Thistles came out of nowhere; he had just started calling her ‘his precious thistle’.

She felt it when he finally looked at her. She always knew when she had his full attention. After all this time, she never got used to it. Having one person focus so much on her.

Only her.

The other person who placed so much attention was Ekko. When she lived with Vander and the others, attention was never only hers. There was always someone else who required it at a point. Even with Vi.

Vi, who gave Powder so much of her time, told her stories and scared off the monsters.

Vi who hated her.

Vi who was not the voice and the monster. The only one Silco couldn’t completely scare away.

You’re a Jinx! Jinx, Jinx, Jinx, Jinx.

“Jinx,” cool hands touch her cheeks as Silco swept her hair behind her ear, “focus on me.”

There’s a beat.

“My precious thistle.”

She hated him so much, “I’ll not a thistle.”

“Don’t pout, or I’ll take you shopping.”

Shopping by itself didn’t sound like a threat but it was terrifying. Shopping, in the sense that Silco meant, was stuffy uncomfortable clothes that matched his wardrobe. It meant formal clothes and the only thing more terrifying clothes was the horrid functions that the Chem-barons sometimes held. Because then she would have to wear those stuffy clothes.

Silence fell again as Silco just watched her. It was as if she was the most captivating thing he had ever seen. His fingers drummed the books next to him as he seemed to have decided.

“Put on something warm, we’re taking a walk.”

***

They were still in the upper levels of Zaun, Silco never took her lower without a week’s worth of prep. The area was quiet, compared to the usual buzz of activity that was always seen in the Lanes.
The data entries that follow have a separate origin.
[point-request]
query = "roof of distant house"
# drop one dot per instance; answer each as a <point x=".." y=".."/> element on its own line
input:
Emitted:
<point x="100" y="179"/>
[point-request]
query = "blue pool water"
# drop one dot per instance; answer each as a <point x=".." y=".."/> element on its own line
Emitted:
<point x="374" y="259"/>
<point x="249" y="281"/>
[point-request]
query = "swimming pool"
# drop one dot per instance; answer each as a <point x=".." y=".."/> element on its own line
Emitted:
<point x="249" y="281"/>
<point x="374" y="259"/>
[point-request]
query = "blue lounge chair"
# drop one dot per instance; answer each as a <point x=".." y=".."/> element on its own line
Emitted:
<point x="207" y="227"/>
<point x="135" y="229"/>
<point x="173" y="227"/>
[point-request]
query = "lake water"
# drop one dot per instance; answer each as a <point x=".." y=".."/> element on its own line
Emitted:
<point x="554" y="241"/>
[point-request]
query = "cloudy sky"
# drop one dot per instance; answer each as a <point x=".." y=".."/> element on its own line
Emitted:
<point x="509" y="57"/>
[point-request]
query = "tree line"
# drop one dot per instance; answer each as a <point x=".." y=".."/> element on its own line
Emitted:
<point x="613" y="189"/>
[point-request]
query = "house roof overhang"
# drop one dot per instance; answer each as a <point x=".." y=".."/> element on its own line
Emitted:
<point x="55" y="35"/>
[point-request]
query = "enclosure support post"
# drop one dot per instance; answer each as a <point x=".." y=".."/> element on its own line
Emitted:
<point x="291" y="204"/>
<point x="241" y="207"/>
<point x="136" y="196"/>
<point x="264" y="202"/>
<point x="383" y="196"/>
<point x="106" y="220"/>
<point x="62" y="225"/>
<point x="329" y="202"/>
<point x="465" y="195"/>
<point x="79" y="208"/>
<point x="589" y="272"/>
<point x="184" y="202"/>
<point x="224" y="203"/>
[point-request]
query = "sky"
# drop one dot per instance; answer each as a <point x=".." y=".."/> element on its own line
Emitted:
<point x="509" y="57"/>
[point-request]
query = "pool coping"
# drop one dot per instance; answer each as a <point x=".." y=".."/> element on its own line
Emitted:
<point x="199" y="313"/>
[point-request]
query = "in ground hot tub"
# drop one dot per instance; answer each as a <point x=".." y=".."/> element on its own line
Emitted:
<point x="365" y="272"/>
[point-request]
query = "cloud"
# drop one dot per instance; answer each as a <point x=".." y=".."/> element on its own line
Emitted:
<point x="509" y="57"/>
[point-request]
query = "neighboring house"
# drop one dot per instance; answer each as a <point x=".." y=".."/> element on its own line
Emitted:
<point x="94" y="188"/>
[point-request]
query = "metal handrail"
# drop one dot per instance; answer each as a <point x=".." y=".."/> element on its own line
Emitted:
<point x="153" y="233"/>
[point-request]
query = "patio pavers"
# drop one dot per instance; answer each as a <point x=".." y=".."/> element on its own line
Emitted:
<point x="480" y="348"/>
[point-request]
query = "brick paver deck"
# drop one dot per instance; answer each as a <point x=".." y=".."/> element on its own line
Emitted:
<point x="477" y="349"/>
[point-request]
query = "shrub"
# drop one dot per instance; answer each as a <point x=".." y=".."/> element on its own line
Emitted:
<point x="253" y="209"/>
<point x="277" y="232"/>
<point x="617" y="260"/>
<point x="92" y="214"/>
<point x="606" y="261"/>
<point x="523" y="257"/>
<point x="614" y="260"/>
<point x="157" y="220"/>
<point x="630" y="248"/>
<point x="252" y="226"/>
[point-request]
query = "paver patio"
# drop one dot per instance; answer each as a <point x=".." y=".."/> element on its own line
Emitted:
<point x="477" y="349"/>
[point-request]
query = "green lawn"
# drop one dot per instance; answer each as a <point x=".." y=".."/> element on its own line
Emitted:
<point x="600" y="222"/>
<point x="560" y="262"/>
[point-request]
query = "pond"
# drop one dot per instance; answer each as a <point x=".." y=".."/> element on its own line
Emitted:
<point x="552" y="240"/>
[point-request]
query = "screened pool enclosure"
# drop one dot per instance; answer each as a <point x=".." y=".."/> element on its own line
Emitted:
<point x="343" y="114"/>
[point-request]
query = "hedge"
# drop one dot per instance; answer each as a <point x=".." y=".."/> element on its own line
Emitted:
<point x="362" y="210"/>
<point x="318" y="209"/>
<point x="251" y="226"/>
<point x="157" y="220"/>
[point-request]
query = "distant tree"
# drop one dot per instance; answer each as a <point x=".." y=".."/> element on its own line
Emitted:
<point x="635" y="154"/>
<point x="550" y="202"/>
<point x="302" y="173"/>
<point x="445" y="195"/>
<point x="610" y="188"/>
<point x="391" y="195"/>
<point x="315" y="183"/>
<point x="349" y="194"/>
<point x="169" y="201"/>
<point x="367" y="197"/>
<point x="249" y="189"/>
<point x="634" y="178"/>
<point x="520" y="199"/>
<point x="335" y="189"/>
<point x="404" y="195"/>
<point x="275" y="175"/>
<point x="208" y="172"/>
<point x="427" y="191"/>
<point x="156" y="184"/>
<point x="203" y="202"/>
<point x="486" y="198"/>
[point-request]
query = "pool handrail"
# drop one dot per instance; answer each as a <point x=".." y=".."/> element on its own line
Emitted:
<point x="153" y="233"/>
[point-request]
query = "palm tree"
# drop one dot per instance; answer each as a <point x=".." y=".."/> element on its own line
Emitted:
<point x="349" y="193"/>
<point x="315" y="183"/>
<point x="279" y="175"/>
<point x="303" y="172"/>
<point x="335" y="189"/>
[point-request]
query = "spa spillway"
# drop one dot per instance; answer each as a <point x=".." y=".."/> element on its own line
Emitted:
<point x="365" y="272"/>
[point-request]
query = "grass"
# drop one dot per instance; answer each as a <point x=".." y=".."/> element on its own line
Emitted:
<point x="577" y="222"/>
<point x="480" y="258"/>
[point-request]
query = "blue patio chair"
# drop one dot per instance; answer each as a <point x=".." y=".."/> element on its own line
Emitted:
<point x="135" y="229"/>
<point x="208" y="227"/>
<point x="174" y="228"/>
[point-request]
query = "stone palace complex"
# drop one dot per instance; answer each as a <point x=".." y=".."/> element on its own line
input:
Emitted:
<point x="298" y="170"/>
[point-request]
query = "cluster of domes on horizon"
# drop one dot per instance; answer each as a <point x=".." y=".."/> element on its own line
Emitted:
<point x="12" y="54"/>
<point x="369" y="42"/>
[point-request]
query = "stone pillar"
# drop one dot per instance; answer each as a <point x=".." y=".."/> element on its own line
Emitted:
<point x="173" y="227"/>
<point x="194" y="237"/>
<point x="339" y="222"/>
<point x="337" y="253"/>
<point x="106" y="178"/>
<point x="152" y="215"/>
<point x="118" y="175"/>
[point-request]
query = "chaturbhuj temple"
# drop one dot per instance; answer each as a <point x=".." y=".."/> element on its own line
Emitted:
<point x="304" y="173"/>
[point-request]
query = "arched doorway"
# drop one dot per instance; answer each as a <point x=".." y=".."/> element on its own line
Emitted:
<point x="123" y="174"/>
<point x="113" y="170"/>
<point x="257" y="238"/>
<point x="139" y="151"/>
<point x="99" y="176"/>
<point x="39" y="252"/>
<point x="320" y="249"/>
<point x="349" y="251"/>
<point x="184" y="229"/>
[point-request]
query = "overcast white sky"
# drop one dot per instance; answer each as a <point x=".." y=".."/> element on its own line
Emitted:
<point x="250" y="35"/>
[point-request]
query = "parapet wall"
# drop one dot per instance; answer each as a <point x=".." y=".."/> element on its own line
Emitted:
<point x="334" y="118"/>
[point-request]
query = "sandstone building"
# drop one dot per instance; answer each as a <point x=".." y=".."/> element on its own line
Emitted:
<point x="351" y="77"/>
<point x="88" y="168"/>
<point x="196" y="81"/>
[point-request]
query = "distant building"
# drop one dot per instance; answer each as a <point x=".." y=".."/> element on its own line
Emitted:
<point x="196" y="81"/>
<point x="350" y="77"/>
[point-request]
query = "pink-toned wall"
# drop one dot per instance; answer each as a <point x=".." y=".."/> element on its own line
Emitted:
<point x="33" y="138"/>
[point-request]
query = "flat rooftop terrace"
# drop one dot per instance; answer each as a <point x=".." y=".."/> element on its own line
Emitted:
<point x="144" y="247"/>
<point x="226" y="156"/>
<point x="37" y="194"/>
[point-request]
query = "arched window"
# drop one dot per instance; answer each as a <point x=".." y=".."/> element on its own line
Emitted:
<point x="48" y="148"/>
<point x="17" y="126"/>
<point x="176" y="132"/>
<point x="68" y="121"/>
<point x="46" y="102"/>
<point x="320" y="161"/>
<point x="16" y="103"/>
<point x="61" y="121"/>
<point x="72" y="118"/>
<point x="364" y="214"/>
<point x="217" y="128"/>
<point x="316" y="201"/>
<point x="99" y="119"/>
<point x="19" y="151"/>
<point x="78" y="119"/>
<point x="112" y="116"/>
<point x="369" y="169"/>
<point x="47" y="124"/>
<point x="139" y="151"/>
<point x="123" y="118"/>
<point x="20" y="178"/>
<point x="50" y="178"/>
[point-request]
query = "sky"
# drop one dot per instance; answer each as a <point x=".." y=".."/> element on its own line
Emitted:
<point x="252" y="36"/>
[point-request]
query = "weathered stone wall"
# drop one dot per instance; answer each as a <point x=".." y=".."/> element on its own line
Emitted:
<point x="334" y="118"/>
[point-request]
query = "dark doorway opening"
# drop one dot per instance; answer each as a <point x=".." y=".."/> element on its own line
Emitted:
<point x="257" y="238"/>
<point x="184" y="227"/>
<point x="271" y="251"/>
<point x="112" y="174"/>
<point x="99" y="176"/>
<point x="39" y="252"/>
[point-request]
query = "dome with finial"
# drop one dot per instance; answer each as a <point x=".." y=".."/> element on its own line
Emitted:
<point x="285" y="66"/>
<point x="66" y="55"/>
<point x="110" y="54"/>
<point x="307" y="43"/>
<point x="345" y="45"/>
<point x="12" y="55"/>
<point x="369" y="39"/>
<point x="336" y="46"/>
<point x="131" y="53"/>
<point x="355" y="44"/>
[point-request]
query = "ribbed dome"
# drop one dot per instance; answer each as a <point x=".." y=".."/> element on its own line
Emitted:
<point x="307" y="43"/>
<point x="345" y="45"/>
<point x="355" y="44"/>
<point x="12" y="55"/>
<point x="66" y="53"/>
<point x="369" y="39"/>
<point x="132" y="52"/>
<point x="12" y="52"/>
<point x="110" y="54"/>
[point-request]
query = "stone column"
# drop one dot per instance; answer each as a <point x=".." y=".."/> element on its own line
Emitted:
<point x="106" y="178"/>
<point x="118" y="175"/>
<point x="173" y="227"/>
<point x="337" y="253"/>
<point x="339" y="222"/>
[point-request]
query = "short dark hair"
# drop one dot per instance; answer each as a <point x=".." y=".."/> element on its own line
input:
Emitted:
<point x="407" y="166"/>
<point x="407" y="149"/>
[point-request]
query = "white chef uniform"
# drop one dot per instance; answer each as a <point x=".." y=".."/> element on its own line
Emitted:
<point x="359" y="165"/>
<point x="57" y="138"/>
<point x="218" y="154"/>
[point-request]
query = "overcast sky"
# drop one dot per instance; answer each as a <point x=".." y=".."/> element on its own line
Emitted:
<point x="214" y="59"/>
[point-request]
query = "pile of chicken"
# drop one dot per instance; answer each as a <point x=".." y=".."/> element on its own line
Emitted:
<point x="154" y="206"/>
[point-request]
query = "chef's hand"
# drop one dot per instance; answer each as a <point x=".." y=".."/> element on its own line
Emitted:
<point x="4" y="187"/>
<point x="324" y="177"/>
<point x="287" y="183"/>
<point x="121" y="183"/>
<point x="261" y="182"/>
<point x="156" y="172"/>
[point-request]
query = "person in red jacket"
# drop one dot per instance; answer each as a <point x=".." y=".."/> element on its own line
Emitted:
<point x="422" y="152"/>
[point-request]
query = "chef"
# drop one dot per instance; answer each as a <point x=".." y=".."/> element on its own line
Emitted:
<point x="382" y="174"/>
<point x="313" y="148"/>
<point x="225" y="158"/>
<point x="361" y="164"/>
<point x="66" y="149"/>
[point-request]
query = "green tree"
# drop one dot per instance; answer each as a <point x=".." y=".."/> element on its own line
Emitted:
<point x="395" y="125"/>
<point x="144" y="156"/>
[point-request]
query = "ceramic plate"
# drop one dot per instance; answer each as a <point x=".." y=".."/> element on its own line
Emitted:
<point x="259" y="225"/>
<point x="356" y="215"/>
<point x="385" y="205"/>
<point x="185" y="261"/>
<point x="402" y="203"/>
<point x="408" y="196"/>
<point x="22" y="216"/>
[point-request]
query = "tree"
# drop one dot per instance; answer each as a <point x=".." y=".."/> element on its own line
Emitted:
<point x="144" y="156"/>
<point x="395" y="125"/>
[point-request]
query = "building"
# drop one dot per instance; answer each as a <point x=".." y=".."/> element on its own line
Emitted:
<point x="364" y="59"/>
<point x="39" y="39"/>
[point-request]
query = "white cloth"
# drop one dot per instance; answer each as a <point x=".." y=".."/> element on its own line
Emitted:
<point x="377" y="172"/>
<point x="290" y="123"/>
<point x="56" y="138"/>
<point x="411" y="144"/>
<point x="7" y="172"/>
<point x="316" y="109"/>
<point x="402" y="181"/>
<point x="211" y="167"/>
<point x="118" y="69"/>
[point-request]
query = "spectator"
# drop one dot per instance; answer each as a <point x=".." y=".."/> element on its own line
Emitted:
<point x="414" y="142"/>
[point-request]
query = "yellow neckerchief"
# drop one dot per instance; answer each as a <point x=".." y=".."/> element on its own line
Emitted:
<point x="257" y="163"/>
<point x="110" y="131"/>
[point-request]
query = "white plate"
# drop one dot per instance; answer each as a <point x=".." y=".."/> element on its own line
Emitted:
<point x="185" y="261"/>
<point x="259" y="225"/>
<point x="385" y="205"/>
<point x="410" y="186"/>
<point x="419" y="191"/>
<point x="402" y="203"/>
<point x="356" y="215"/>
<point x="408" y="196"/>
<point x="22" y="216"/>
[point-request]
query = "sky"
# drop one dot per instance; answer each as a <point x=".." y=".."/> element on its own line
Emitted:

Stale air and Zaun grey skies welcomed them as they walked the open field like area. She hadn’t released his hand since they started walking. It was grounding always being in contact with him; contact meant that the world wasn’t going to steal him away in the dead of the night. He wouldn’t leave her.

Leaving her, like Vi did.

Vi, Vi, Vi, Vi.

Vi hated her.

Silco loved her.

“Did you know thistles grow in harsh environments?” a soft voice broke through.

“What?”

“Thistles.”

He stopped and looked down at her, still wearing the small smile from earlier. He crouched until they were at eye-level before he continued, “You, Thistles and Zaun. Do you know what those three things have in common?”

A shake of her head.

“All three strive to blossom to their fullest potential. They all have terrible circumstances against them, circumstances that would cripple a weaker man. Thistles have harsh, dry soil, and withstand droughts. Zaun has the polluted Pilt, continuous abuse and exploitation from Topside. And you-”

“And me?”

“Yes you, my little monster, my precious thistle, hounded by the hurt and demons of your past. Just look at you, with your gadgetry and wondrous mind. Jinx, you are Zaun personified, Nyota placed extra care weaving your thread and Janna envies the air that you breathe.”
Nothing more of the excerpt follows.